In May 1933, he was appointed to be Undersecretary Minister of Interior, and forged an alliance with Galeazzo Ciano - opposing the Party bureaucracy, creating several secret services, and attempting to lessen the effects of Antisemitic legislation passed by the regime. Nevertheless, (and unlike Ciano), on 25 July 1943, Buffarini Guidi voted in favor of Benito Mussolini during Dino Grandi's attempt to have the latter deposed and get Italy to sign a peace with the Allies. As a reward, after Nazi Germany intervened and rescued Mussolini in September, Guido Buffarini Guidi was appointed Minister of the Interior of the new Italian Social Republic (established by Nazis in Northern Italy). Seen as extremely avaricious, he was distrusted even by most of his cabinet colleagues.

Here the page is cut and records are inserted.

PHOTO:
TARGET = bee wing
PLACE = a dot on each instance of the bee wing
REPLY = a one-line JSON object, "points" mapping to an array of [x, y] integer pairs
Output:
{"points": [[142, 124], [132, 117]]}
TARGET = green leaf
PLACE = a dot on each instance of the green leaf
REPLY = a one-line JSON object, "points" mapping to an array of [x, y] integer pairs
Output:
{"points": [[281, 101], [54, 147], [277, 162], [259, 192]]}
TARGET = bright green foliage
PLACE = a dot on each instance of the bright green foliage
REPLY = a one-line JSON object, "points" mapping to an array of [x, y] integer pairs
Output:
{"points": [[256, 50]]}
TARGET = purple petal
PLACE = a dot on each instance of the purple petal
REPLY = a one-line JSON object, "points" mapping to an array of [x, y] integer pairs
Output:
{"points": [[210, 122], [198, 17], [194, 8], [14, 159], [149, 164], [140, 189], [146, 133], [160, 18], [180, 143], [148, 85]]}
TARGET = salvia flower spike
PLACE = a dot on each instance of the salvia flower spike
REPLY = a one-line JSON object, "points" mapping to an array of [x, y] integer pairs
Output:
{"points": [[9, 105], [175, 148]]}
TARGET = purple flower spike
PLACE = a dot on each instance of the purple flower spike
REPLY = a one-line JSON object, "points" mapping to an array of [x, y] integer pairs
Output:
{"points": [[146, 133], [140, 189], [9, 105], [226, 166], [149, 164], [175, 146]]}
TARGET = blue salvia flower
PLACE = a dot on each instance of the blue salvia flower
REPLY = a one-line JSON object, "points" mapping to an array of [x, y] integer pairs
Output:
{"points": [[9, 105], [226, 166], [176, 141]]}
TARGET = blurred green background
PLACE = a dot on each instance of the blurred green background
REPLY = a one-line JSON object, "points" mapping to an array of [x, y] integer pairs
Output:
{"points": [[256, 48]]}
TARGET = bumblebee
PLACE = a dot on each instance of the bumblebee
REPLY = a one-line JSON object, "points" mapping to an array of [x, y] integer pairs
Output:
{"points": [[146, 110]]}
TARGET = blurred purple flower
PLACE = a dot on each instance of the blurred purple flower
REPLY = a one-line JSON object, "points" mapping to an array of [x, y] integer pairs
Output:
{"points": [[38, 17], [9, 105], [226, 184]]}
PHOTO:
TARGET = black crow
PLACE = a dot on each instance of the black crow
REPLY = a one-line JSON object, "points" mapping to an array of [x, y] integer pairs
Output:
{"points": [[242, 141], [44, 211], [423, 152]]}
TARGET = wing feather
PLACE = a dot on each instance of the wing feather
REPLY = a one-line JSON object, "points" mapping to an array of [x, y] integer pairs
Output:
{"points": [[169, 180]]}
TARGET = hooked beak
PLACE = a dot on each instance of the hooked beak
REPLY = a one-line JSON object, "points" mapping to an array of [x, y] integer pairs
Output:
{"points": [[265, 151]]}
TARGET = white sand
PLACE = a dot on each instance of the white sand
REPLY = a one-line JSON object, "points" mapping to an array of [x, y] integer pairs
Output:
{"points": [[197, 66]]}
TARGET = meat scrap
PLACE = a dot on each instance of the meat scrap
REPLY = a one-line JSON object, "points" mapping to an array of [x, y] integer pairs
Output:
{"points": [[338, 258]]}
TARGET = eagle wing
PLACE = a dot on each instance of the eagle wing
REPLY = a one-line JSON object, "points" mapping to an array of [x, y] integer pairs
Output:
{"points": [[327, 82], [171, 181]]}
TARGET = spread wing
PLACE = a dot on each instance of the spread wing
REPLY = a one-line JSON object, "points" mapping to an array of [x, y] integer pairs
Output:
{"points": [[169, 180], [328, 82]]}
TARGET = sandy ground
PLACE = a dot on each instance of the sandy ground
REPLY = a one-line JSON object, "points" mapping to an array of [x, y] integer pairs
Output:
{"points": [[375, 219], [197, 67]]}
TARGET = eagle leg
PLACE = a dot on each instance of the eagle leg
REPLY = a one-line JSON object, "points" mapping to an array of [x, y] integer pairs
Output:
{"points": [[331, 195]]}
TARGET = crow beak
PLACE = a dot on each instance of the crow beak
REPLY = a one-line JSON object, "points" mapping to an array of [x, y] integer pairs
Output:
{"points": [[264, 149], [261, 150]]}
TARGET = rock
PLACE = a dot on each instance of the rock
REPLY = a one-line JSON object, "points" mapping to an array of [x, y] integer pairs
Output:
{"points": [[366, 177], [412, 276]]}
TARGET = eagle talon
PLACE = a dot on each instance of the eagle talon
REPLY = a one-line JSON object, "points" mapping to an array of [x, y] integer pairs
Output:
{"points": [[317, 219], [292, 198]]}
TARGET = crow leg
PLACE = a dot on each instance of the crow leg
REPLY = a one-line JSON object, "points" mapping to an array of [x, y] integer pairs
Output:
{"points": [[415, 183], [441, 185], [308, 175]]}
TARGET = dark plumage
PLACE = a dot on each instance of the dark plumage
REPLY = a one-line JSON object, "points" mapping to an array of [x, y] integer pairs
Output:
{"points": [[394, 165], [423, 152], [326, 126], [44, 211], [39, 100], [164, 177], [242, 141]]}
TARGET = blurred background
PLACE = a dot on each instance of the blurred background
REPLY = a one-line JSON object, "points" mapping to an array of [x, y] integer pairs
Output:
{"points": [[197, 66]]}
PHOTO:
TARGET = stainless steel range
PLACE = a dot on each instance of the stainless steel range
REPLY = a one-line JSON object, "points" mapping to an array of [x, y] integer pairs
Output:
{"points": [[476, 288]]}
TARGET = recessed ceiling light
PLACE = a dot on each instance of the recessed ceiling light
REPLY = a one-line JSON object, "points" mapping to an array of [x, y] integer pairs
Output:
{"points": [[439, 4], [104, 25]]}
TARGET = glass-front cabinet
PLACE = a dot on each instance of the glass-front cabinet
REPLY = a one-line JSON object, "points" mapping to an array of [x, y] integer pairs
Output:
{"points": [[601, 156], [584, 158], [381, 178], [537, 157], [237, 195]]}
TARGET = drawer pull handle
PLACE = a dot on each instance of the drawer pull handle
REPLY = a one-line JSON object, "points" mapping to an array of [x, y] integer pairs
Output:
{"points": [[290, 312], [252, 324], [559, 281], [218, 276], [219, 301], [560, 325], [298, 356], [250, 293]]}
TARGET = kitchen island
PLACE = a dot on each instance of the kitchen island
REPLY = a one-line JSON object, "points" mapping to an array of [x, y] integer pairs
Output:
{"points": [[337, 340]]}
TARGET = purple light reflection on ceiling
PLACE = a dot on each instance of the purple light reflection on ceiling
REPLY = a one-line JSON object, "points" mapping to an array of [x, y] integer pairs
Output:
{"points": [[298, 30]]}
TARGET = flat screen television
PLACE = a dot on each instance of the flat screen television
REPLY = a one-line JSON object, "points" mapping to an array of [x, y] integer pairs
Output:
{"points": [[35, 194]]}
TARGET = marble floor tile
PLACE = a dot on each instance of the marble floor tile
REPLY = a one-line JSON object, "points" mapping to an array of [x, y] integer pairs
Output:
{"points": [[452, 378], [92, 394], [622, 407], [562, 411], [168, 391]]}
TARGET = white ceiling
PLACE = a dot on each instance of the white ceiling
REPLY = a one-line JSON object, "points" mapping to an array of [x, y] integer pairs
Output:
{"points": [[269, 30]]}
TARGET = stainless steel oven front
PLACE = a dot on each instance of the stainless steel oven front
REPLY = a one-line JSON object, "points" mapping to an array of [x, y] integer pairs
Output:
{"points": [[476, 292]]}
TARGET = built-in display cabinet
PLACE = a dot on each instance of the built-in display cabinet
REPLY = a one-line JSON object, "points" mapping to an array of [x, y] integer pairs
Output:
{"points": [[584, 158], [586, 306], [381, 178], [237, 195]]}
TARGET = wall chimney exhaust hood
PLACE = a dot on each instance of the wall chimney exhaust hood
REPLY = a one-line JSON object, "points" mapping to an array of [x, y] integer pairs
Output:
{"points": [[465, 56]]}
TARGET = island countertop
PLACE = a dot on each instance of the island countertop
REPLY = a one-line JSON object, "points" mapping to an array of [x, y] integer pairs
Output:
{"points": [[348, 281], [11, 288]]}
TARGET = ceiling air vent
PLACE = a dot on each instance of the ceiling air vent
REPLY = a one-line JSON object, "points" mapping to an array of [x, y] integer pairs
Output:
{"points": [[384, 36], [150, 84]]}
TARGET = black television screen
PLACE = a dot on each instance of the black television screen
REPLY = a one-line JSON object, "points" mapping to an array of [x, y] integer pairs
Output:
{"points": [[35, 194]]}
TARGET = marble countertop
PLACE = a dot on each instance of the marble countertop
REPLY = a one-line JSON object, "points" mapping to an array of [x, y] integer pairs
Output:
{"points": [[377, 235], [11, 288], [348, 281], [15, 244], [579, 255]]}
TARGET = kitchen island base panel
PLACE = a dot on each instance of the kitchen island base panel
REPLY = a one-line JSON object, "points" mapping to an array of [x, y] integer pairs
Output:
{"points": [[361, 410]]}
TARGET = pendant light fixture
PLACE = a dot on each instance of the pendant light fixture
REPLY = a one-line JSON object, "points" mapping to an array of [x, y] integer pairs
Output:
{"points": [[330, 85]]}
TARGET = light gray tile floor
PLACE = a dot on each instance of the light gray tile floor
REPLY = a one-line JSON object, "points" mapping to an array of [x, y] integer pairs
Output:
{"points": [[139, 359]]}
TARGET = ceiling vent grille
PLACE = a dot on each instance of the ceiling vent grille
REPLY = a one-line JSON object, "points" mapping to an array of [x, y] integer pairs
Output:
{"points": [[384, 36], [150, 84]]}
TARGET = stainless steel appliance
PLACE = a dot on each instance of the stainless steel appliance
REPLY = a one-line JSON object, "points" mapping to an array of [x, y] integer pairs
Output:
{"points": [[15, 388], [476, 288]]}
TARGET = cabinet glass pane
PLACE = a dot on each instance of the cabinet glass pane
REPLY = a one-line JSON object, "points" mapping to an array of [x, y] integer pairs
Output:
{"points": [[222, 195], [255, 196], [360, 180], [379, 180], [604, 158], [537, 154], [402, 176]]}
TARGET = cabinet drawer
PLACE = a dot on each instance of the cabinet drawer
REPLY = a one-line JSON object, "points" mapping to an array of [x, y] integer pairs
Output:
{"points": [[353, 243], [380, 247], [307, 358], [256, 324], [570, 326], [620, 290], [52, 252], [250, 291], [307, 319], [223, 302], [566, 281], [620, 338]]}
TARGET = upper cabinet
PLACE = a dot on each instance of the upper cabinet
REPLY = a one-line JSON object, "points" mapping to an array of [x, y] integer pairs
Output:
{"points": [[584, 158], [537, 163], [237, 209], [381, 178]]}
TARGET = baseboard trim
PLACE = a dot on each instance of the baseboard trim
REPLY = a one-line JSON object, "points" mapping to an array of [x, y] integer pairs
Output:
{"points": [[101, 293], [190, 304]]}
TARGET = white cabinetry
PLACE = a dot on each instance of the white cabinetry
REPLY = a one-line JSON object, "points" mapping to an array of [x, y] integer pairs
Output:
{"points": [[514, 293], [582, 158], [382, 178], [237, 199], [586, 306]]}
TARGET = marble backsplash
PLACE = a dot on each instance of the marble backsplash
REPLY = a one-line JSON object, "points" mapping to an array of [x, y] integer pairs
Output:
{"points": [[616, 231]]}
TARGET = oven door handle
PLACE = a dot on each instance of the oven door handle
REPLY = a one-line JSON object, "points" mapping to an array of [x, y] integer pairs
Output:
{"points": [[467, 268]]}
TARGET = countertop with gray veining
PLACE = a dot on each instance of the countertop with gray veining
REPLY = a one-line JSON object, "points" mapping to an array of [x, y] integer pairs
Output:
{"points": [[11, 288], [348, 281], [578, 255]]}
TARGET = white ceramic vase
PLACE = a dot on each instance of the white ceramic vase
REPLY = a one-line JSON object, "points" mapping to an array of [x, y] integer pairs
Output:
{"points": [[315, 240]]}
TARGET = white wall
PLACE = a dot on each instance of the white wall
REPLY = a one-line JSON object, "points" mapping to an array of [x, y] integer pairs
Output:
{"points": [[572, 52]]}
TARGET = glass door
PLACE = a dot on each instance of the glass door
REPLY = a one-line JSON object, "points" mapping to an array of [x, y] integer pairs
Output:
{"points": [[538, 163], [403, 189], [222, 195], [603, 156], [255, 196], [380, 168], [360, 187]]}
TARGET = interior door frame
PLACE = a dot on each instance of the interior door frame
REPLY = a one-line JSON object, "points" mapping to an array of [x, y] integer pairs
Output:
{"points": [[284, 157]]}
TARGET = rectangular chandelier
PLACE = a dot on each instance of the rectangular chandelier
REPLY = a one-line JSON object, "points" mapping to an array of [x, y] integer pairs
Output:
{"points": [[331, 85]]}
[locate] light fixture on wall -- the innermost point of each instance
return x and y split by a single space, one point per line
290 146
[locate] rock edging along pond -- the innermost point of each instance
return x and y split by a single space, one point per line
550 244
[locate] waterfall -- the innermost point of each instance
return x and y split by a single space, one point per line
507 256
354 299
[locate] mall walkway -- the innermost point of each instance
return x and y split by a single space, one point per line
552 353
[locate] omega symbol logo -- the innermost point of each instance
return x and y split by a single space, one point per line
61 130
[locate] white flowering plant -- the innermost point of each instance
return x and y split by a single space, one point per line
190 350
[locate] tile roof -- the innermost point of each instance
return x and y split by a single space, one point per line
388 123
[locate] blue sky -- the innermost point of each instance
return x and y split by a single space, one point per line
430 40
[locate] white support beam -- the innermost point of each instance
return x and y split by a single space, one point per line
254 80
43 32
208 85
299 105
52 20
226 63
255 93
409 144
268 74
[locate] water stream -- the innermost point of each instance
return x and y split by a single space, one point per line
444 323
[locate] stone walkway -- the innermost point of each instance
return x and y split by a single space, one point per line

On 30 November 1943, Guidi issued RSI Police Order No. 5, which required the Italian police to arrest all Jews except for those born of mixed marriages and deport them to concentration camps. Ten days after issuing the order he amended it to exclude the gravely ill and those over the age of 70. The order is regarded as a major turning point in the Italian Holocaust.

=== Arrest ===
Near the end of the Republic's life, in February 1945, Mussolini dismissed Buffarini Guidi from office. After a failed attempt to escape to Switzerland, he was arrested by the partisans on 26 April. Like any other Italian Fascist prosecuted for engaging in the Italian Civil War, he was tried under Italian law since the laws of war at the time had no provisions dealing with non-international armed conflict (NIAC). He was sentenced to death for atrocities committed in the Italian Civil War by an Extraordinary Court of Justice in Milan. He was executed by firing squad on 10 July, having tried (like French collaborator Pierre Laval) and survived a suicide attempt while in captivity.

While in prison, Guidi offered to reveal to the Allies compromising letters exchanged between Churchill and Mussolini during the war in exchange for his release; he was unsuccessful.

== Appearances in film ==

In the 1973 film Massacre in Rome, Guido Guidi is portrayed by Italian actor Guidarino Guidi.